The National Nutrition Mission or the Poshan Abhiyaan — the world’s largest nutrition programme for children and mothers — must be stepped up in order to meet the targets set by the Centre to reduce stunting, wasting, and anaemia by 2022, warns a report by NITI Aayog with only a little over a year left to reach its goals.
Significantly, the review report was drafted in March and does not factor worsening poverty and hunger levels over the past seven months, which is expected to dent strides made since 2018 to achieve nutritional targets.
The government’s flagship programme to improve nutritional outcomes for children, pregnant women and lactating mothers was launched in 2018 with specific targets to be achieved by 2022. It aims to reduce stunting and wasting by 2% per year (total 6% until 2022) among children and anaemia by 3% per year (total 9% until 2022) among children, adolescent girls and pregnant women and lactating mothers. More than a third of children under five suffer from stunting and wasting and 40% of children between one and four are anaemic. Over 50% of pregnant and non-pregnant women were found to be anaemic , according to the National Family Health Survey-4 released in 2016.

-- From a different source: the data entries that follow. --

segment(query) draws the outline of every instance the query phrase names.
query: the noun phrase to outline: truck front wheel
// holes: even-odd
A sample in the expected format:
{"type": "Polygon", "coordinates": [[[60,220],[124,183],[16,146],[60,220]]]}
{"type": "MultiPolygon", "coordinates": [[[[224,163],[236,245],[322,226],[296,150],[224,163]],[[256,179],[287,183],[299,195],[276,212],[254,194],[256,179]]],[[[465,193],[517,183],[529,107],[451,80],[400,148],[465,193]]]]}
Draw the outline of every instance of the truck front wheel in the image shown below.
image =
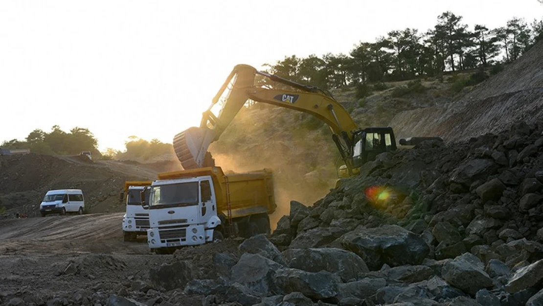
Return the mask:
{"type": "Polygon", "coordinates": [[[218,242],[224,239],[223,233],[220,230],[214,229],[213,231],[213,242],[218,242]]]}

The government’s policy think tank warns, “we need to now accelerate actions on multiple fronts. We need to quickly graduate to a POSHAN-plus strategy which apart from continued strengthening the four pillars of the Abhiyaan also requires renewed focus on other social determinants in addition to addressing the governance challenges of NHM/ ICDS delivery mechanisms,” notes the NITI Aayog’s third progress report on the Nutrition Mission.
The report calls for a need to lay as much emphasis on complementary feeding as it does on breastfeeding, which it points out can help avert 60% of the total stunting cases in India. It also recommends improved “water, sanitation, hand washing with soap and hygienic disposal of children’s stools” as other interventions which could help avert a quarter of the stunting cases.
On stunting, the review says that India's targets are conservative as compared to the global target defined by the World Health Assembly (WHA), which is a prevalence rate of 5% of stunting as opposed to India’s goal of reducing stunting levels to 13.3% by 2022. “Additional preventive nutrition and health sensitive strategies are required to achieve further reductions in wasting to meet WHA target for India,” says the report.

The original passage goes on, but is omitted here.